# Looking For A Particular Aureole Watch



## xexpat (Jan 12, 2012)

Hello - I am on this site to try to locate an old watch, essentially one just like the one that my father had given me and fell off my wrist. I would appreciate any and all input on how I might find it. I do not know the model number nor year it was produced, but I do have a fairly good description, and the watch was made by Aureole.

It is a rather thin watch for the period, with a gold face (not real gold), that has a flortentine, "crosshatch" type-design - almost scratched in, you might say. Instead of numbers, it has X's on outer ring of watch (which is made of the same "gold" material), outside the crystal itself. It has a separate second hand at the bottom of the watch.

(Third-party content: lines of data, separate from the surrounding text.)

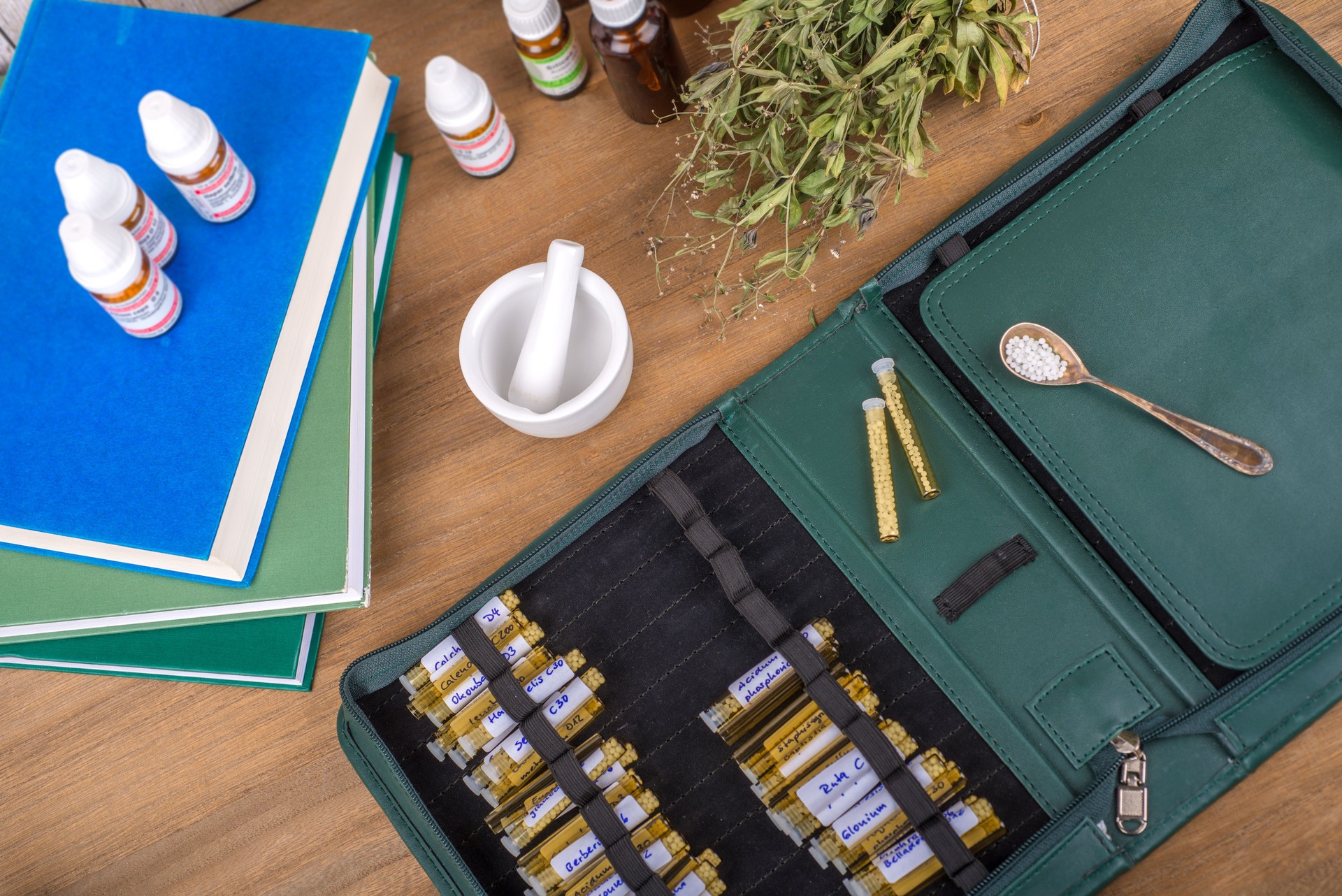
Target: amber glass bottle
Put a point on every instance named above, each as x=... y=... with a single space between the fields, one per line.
x=545 y=43
x=640 y=55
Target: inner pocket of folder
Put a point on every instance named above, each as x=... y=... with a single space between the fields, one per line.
x=646 y=609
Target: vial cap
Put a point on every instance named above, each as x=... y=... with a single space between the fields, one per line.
x=616 y=14
x=452 y=90
x=532 y=19
x=178 y=134
x=94 y=185
x=102 y=256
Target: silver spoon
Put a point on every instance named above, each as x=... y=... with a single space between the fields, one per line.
x=1234 y=451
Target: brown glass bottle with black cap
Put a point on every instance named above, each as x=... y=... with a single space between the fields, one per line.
x=640 y=55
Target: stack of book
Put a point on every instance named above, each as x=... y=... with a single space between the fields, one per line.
x=188 y=506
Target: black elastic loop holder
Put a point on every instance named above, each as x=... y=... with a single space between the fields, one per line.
x=558 y=756
x=953 y=250
x=983 y=577
x=860 y=729
x=1143 y=105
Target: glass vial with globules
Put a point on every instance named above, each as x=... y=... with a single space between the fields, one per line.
x=545 y=42
x=640 y=55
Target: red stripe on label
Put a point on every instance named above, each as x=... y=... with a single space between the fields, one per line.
x=498 y=122
x=148 y=294
x=507 y=150
x=176 y=297
x=239 y=203
x=219 y=179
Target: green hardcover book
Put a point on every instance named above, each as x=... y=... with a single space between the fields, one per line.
x=389 y=179
x=274 y=652
x=317 y=551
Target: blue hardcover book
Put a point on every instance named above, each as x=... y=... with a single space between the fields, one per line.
x=167 y=454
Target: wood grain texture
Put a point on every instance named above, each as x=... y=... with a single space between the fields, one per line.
x=136 y=786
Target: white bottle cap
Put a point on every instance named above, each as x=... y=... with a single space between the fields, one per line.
x=103 y=258
x=616 y=14
x=94 y=185
x=455 y=97
x=180 y=138
x=532 y=19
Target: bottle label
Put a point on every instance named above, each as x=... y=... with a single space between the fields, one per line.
x=487 y=153
x=557 y=75
x=154 y=232
x=150 y=313
x=904 y=858
x=226 y=195
x=573 y=858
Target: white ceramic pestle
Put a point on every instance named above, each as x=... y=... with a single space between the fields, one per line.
x=540 y=369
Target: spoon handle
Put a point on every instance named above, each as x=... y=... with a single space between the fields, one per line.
x=1234 y=451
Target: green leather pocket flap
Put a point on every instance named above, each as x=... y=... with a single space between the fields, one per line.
x=1090 y=702
x=1196 y=262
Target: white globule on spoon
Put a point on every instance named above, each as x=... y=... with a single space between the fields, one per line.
x=1035 y=360
x=540 y=369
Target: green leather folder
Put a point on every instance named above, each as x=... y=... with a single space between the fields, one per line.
x=1184 y=236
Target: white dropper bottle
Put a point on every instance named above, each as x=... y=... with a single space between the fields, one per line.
x=465 y=113
x=105 y=191
x=106 y=261
x=188 y=148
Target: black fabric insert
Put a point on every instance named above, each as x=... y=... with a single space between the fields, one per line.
x=904 y=302
x=558 y=757
x=983 y=577
x=859 y=728
x=637 y=597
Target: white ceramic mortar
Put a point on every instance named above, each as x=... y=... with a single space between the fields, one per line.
x=600 y=353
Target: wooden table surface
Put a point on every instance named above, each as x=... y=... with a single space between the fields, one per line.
x=137 y=786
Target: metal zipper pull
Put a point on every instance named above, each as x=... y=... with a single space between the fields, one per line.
x=1132 y=782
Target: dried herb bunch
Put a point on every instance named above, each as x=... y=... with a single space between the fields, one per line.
x=814 y=115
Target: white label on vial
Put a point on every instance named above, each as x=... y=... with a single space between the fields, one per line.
x=560 y=709
x=834 y=789
x=588 y=846
x=154 y=233
x=874 y=809
x=540 y=811
x=803 y=757
x=227 y=194
x=691 y=886
x=911 y=852
x=447 y=652
x=763 y=677
x=538 y=688
x=557 y=75
x=609 y=777
x=151 y=312
x=487 y=153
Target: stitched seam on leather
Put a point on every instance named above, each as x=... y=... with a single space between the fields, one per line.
x=1038 y=711
x=1225 y=719
x=1053 y=856
x=1157 y=118
x=1058 y=514
x=890 y=621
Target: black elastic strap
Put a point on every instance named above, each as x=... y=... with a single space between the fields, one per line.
x=953 y=250
x=983 y=576
x=558 y=756
x=1145 y=103
x=860 y=729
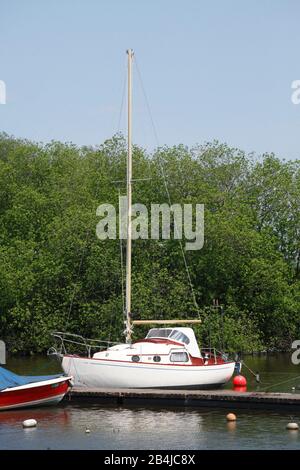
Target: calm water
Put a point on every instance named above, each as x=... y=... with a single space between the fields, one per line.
x=121 y=427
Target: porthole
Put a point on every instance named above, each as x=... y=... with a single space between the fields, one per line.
x=135 y=358
x=156 y=358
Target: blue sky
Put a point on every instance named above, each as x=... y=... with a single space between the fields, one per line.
x=219 y=69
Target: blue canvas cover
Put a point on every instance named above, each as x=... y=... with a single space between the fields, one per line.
x=8 y=379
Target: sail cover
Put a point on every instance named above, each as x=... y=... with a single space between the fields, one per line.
x=8 y=379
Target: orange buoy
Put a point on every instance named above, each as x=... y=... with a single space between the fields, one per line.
x=239 y=381
x=231 y=417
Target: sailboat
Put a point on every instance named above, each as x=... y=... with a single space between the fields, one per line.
x=168 y=357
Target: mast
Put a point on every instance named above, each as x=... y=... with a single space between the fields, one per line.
x=129 y=203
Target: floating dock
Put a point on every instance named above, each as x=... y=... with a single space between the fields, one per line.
x=194 y=398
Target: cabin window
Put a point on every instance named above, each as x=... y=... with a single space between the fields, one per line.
x=179 y=357
x=159 y=333
x=179 y=336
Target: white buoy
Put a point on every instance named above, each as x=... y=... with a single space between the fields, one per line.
x=292 y=426
x=29 y=423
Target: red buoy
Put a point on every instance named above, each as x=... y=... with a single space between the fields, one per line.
x=239 y=381
x=239 y=389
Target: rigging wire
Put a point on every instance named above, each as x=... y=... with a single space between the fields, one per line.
x=166 y=185
x=122 y=104
x=88 y=232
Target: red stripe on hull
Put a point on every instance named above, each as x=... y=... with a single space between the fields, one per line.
x=33 y=394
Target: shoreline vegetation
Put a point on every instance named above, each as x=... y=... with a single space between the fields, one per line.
x=55 y=274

I will soon attach a picture of a watch that meets all of the above descriptions, but is made by Zurex. If you have seen this watch - by any maker - I am interested in talking to you about it.

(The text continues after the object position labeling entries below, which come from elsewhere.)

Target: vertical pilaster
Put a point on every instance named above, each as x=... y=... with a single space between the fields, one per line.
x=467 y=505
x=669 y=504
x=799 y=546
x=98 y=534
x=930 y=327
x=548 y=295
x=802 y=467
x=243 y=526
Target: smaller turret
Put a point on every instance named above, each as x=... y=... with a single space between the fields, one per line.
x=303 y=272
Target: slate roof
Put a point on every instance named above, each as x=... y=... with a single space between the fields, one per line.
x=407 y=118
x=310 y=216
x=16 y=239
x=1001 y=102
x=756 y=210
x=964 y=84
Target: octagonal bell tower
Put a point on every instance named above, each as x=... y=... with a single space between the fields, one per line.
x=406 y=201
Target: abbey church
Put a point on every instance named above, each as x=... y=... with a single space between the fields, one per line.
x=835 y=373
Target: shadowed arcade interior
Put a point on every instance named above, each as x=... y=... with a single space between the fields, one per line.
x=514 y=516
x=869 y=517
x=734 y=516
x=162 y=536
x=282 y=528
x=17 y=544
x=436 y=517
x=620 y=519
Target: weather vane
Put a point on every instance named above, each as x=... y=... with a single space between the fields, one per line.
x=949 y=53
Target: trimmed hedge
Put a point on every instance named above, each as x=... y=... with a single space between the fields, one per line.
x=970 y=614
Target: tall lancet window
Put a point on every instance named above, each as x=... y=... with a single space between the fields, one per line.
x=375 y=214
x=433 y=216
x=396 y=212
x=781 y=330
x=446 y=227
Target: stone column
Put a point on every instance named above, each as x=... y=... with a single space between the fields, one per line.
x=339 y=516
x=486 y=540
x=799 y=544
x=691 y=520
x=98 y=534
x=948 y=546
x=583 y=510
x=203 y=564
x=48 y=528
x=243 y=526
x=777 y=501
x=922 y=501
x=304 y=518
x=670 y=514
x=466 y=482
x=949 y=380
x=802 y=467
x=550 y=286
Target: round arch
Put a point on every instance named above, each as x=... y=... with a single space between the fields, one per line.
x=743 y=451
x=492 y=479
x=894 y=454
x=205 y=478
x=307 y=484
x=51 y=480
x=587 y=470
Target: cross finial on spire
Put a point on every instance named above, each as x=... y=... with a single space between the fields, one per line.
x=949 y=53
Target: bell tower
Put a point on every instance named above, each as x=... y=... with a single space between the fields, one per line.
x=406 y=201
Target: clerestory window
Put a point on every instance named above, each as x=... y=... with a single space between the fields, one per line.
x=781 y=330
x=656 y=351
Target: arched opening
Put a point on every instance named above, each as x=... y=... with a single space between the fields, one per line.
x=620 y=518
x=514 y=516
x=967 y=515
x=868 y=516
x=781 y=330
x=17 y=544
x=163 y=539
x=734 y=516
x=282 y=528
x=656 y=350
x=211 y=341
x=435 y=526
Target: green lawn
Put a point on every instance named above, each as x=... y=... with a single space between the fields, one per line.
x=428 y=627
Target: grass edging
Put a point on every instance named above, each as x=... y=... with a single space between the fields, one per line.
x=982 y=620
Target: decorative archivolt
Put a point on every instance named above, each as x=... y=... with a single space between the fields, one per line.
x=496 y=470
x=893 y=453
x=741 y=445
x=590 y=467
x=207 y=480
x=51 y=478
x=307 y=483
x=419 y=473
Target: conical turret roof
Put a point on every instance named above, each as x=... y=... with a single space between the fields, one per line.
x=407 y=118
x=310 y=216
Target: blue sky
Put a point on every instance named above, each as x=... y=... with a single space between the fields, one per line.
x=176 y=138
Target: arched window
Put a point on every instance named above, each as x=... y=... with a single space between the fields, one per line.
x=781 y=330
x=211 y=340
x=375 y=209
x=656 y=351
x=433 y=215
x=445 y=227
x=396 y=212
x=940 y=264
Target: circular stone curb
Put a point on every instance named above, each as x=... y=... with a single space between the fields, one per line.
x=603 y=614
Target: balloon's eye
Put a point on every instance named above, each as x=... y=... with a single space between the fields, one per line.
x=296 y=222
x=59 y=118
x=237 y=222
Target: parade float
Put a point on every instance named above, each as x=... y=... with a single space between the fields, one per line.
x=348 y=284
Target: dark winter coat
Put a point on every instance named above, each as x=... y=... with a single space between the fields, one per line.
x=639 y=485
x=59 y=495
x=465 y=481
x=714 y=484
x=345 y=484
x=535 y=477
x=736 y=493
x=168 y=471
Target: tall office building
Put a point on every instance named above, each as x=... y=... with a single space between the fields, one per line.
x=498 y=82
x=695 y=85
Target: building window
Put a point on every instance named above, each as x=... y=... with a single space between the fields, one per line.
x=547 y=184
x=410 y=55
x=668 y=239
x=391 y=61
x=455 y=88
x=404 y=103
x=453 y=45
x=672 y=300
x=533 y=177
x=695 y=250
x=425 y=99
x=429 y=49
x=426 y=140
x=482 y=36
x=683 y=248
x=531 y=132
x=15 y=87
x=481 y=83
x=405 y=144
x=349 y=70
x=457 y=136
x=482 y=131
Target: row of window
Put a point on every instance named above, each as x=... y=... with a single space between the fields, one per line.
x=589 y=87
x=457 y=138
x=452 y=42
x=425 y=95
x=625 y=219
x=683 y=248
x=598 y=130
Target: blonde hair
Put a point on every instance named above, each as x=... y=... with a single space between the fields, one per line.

If anyone on this forum could in any way help me locate this watch, or lead me to someone who might be able to, I would be very very grateful. I know that I can't get the original watch back, but a facsimile of it would equally have great sentimental value.

Many thanks to the members of this forum.


----------



## xexpat (Jan 12, 2012)

Here is a picture of the watch, but by the company Zurex. If you have seen any watches that look like this - by any company, but even better if by Aureole, please PM me.

Thanks so much


----------